Polling took longer than 5 minutes! 250 remote locations

hbadreldin · 15 February 2019 16:22

I’m running LibreNMS in AWS to monitor about 250 sites nation wide. In each site I have about 5 switches. I keep getting this message most of the time:

Polling took longer than 5 minutes! This will cause gaps in graphs.

I have performed all the optimization for performance steps mentioned in LibreNMS site. Can someone give me more information on how to optimize my instance for better outcome? can I schedule the polling or something since I have around 900 devices on my network?

I have also change those file permission always, and they come back again asking me to change ownership every few days.
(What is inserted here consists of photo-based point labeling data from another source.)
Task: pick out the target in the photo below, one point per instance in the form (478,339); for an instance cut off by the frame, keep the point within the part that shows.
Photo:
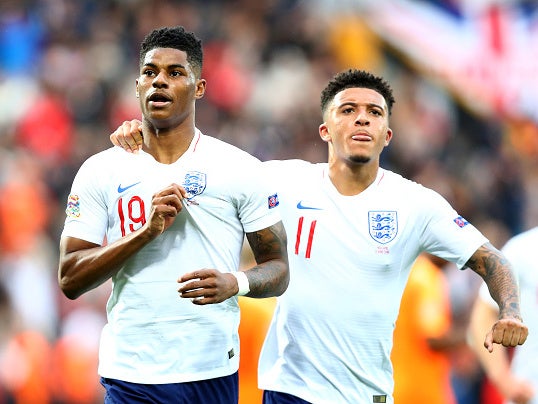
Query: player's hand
(165,206)
(207,286)
(508,332)
(128,136)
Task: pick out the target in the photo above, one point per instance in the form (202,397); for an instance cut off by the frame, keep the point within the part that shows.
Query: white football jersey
(350,256)
(521,251)
(152,335)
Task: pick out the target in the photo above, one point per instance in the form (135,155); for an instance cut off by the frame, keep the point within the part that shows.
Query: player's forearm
(270,277)
(85,266)
(497,272)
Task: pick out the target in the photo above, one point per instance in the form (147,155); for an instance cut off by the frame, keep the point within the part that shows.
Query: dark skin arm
(84,266)
(494,268)
(270,277)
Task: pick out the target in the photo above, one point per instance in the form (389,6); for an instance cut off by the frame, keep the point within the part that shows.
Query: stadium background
(465,122)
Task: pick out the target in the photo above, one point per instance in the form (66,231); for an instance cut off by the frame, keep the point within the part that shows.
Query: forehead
(359,96)
(165,57)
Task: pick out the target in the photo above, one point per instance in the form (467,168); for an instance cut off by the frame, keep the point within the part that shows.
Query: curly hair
(354,78)
(176,38)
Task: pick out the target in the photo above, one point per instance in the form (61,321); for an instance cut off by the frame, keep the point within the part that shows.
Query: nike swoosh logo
(123,189)
(301,206)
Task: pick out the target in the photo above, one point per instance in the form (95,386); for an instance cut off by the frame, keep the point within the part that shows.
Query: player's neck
(352,179)
(168,145)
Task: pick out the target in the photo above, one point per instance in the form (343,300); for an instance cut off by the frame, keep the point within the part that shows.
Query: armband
(242,283)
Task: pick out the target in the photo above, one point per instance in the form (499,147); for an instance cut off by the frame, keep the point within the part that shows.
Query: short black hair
(354,78)
(176,38)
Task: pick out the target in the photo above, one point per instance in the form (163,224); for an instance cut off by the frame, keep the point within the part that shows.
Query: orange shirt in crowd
(421,374)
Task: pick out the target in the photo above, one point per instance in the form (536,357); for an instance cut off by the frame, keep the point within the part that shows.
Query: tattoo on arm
(270,276)
(494,268)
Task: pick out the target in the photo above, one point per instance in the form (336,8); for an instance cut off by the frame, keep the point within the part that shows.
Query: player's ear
(200,88)
(324,132)
(388,136)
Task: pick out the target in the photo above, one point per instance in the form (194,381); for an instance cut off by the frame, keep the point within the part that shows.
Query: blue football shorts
(276,397)
(221,390)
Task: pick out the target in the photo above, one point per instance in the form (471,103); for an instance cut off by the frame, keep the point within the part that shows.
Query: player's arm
(496,364)
(84,265)
(128,136)
(494,268)
(270,276)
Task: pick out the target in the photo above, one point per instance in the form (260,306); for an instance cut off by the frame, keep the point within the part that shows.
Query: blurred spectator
(424,337)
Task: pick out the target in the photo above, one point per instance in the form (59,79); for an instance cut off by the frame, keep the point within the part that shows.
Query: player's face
(167,87)
(356,125)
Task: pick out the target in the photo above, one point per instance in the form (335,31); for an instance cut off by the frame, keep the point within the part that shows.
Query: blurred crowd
(67,80)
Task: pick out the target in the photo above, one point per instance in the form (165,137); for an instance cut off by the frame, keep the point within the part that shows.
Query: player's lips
(159,99)
(362,136)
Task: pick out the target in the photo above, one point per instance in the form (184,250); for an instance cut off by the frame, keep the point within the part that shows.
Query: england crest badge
(194,183)
(383,225)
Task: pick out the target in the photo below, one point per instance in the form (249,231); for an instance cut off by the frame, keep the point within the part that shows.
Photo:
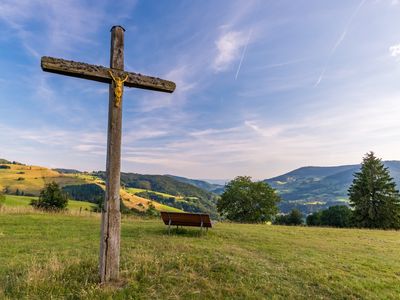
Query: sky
(263,87)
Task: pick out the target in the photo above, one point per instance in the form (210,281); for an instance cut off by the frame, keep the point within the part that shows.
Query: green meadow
(54,256)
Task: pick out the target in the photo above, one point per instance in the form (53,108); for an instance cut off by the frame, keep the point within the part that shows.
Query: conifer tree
(373,196)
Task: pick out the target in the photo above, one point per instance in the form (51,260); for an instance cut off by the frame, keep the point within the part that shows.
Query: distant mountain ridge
(313,188)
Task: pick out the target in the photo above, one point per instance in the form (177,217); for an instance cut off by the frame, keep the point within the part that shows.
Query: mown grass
(55,256)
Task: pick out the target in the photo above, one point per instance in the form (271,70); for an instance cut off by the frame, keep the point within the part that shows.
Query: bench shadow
(183,231)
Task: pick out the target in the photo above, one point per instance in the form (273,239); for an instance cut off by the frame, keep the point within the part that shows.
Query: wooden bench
(186,219)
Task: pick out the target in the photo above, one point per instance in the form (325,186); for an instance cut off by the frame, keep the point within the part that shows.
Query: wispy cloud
(339,42)
(243,54)
(395,50)
(228,48)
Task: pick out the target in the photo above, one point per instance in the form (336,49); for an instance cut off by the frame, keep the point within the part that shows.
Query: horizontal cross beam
(102,74)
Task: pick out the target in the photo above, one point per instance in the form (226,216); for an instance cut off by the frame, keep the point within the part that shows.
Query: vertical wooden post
(111,216)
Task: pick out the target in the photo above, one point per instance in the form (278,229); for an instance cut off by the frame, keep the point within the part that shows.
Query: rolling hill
(25,180)
(180,194)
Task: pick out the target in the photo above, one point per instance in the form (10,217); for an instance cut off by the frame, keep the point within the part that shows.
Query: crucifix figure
(117,78)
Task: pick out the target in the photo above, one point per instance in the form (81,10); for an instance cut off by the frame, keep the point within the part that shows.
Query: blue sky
(263,87)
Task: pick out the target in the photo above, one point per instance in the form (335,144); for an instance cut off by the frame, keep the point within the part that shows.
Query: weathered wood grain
(111,216)
(101,74)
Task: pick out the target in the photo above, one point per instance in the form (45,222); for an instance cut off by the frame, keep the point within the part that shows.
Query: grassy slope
(133,201)
(137,190)
(34,179)
(56,256)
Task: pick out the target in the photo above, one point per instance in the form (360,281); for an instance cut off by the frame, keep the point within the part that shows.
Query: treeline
(85,192)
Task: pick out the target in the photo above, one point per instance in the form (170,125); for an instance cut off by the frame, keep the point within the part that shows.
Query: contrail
(243,54)
(339,41)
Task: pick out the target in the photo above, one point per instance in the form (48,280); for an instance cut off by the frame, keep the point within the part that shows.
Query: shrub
(295,217)
(51,198)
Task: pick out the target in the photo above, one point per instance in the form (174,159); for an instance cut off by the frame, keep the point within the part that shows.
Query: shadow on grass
(182,231)
(39,281)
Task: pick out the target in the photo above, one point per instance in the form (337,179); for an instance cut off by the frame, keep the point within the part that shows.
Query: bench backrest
(186,219)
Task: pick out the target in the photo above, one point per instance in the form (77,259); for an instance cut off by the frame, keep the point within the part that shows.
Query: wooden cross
(117,78)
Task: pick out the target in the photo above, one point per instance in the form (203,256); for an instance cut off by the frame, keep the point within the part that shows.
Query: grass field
(32,179)
(55,256)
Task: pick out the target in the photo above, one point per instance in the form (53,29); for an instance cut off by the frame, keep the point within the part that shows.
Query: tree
(247,201)
(51,198)
(314,219)
(295,217)
(334,216)
(373,196)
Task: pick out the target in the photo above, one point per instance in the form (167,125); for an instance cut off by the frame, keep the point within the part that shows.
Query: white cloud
(228,46)
(395,50)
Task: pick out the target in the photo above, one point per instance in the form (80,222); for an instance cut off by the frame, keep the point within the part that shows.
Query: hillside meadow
(32,179)
(55,256)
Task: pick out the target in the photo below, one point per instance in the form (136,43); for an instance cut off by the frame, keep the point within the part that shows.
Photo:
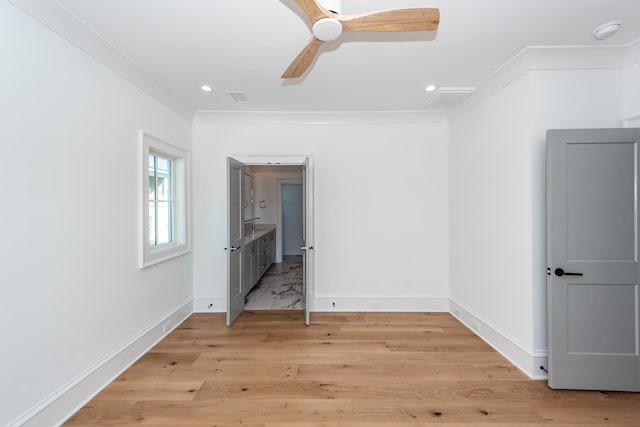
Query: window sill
(163,254)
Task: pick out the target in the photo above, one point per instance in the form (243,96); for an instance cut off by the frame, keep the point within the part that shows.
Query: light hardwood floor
(355,369)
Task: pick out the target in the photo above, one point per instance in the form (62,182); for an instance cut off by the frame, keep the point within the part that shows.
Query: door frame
(306,161)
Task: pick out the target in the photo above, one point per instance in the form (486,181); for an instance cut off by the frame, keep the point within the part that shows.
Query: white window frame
(181,231)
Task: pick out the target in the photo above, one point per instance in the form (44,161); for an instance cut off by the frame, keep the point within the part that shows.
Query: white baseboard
(528,361)
(380,304)
(210,305)
(68,399)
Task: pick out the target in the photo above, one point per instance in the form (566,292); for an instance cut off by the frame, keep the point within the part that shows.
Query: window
(164,220)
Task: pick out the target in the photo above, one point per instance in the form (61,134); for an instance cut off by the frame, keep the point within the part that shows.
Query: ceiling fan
(329,25)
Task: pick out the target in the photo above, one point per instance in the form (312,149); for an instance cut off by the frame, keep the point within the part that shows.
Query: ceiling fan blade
(313,10)
(303,60)
(410,19)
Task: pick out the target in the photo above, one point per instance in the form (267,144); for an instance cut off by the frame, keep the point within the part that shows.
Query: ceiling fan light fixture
(327,29)
(605,31)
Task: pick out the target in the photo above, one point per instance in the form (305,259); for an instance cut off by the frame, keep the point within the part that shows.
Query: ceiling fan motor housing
(327,29)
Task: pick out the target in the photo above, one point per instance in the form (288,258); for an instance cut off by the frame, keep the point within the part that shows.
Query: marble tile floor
(280,288)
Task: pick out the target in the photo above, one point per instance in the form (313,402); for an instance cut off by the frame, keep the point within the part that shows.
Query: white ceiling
(245,45)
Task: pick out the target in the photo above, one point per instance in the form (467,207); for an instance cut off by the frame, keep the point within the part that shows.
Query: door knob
(560,272)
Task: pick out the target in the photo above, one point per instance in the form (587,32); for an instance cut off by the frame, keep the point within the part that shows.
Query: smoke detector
(605,31)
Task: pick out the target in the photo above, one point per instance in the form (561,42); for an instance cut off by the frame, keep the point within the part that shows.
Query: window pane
(163,223)
(163,175)
(152,224)
(152,178)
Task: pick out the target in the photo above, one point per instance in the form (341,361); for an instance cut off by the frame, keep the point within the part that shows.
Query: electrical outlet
(166,326)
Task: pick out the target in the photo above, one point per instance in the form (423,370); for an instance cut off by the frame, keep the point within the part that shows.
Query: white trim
(525,359)
(71,28)
(182,199)
(60,405)
(534,58)
(210,305)
(319,117)
(631,122)
(380,304)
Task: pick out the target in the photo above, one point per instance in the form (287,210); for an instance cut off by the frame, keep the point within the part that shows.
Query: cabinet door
(255,264)
(264,254)
(272,247)
(247,282)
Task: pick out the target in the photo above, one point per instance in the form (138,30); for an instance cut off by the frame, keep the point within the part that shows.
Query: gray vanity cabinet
(263,254)
(259,254)
(272,247)
(249,256)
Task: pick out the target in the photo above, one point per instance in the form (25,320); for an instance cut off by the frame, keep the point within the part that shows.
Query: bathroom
(273,209)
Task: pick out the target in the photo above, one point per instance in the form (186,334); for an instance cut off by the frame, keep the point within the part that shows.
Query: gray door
(592,259)
(292,218)
(235,240)
(307,233)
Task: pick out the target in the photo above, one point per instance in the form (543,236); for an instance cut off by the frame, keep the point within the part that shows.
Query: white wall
(72,295)
(491,231)
(631,82)
(569,99)
(381,198)
(498,227)
(266,188)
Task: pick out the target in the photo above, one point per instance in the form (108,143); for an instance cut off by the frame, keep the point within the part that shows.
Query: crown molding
(54,16)
(549,58)
(320,117)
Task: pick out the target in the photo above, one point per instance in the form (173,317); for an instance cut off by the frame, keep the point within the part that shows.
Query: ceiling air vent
(239,97)
(450,96)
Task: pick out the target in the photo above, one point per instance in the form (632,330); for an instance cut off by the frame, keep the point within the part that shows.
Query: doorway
(281,287)
(262,254)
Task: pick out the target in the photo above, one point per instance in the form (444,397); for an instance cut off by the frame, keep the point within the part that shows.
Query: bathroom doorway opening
(279,204)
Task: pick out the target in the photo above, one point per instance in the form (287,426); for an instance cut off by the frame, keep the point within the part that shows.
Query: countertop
(261,230)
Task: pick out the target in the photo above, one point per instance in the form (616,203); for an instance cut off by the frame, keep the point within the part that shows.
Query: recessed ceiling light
(239,97)
(606,30)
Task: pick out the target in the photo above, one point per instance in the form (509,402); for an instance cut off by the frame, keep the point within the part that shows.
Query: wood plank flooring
(345,370)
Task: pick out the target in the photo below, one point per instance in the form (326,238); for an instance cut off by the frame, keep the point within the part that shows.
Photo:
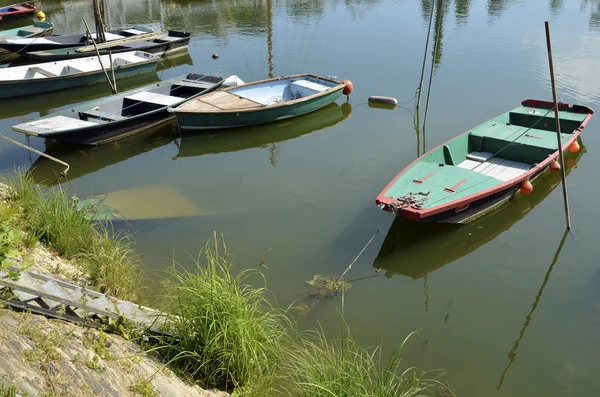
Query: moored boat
(259,102)
(484,167)
(38,29)
(162,44)
(19,45)
(120,115)
(407,251)
(15,11)
(51,76)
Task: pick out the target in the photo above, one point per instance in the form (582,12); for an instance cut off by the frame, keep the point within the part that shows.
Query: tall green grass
(56,220)
(229,333)
(316,366)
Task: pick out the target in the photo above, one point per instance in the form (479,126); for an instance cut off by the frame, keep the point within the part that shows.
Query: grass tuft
(229,333)
(56,220)
(319,367)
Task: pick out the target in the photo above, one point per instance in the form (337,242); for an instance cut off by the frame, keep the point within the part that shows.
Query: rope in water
(67,166)
(418,91)
(365,247)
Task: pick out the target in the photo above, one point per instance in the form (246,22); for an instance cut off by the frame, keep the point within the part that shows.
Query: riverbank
(50,357)
(229,334)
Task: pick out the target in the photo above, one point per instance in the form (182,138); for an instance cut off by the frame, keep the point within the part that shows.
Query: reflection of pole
(425,57)
(425,288)
(560,153)
(273,149)
(435,51)
(269,39)
(512,355)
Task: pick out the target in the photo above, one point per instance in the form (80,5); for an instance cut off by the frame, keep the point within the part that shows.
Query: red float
(348,88)
(526,187)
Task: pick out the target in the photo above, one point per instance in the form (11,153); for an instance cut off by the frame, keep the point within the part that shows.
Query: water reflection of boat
(422,248)
(88,159)
(261,136)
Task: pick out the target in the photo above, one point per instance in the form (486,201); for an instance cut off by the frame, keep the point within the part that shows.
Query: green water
(495,309)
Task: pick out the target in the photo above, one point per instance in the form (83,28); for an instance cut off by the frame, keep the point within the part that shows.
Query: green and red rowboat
(481,169)
(260,102)
(15,11)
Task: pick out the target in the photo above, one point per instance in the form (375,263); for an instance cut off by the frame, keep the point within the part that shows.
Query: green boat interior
(486,156)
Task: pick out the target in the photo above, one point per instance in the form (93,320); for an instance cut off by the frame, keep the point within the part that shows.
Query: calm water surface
(508,306)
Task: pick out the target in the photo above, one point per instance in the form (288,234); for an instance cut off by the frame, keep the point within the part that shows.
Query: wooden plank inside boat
(219,101)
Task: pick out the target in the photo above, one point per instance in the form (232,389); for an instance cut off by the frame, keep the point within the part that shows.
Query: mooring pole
(558,137)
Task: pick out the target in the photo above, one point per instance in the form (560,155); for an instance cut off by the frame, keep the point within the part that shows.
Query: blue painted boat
(260,102)
(18,81)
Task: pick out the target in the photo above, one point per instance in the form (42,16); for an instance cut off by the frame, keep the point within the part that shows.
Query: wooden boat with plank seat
(484,167)
(38,29)
(162,45)
(407,248)
(16,11)
(259,102)
(120,115)
(18,81)
(20,45)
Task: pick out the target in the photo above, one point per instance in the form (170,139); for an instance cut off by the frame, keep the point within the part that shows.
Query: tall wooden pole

Steps to reproduce an issue.
It happens from time to time, no specifics and not able to repeat it manually.
The output of ./validate.php
[root@nms ec2-user]# /opt/librenms/validate.php
====================================
Component | Version
--------- | -------
LibreNMS | 1.48.1-59-g4504b20
DB Schema | 2019_01_16_195644_add_vrf_id_and_bgpLocalAs (131)
PHP | 7.2.14
MySQL | 5.5.60-MariaDB
RRDTool | 1.4.8
SNMP | NET-SNMP 5.7.2
====================================

[OK] Composer Version: 1.8.4
[OK] Dependencies up-to-date.
[OK] Database connection successful
[OK] Database schema correct
[WARN] Some devices have not been polled in the last 5 minutes. You may have performance issues.
[FIX]:
Check your poll log and see: http://docs.librenms.org/Support/Performance/
Devices:
90100swtennis1.compux.com
92662sw5.compux.com
92175sw4.compux.com
90192sw4.compux.com
91054sw8.compux.com
91099rtr1.compux.com
93083sw2.compux.com
90522sw3.compux.com
10.127.4.12
90632sw2.compux.com
91556swgolfshop.compux.com
90100rtr1.compux.com
and 37 more…
[FAIL] Some folders have incorrect file permissions, this may cause issues.
[FIX]:
sudo chown -R librenms:librenms /opt/librenms
sudo setfacl -d -m g::rwx /opt/librenms/rrd /opt/librenms/logs /opt/librenms/bootstrap/cache/ /opt/librenms/storage/
sudo chmod -R ug=rwX /opt/librenms/rrd /opt/librenms/logs /opt/librenms/bootstrap/cache/ /opt/librenms/storage/
Files:
/opt/librenms/storage/framework/views/cbecc806413997036d8bb74bf909c50d

Thank you,
Hosam

JohnSPeach · 15 February 2019 16:40

You could try distributed pollers.

https://docs.librenms.org/Extensions/Distributed-Poller/

hbadreldin · 15 February 2019 16:43

Thanks for the comment John.

I will not be able to spin more servers/pollers in AWS for this purpose, that is why I have this 23G RAM and 8CPU servers beefy enough so I thought it would be able to handle this work.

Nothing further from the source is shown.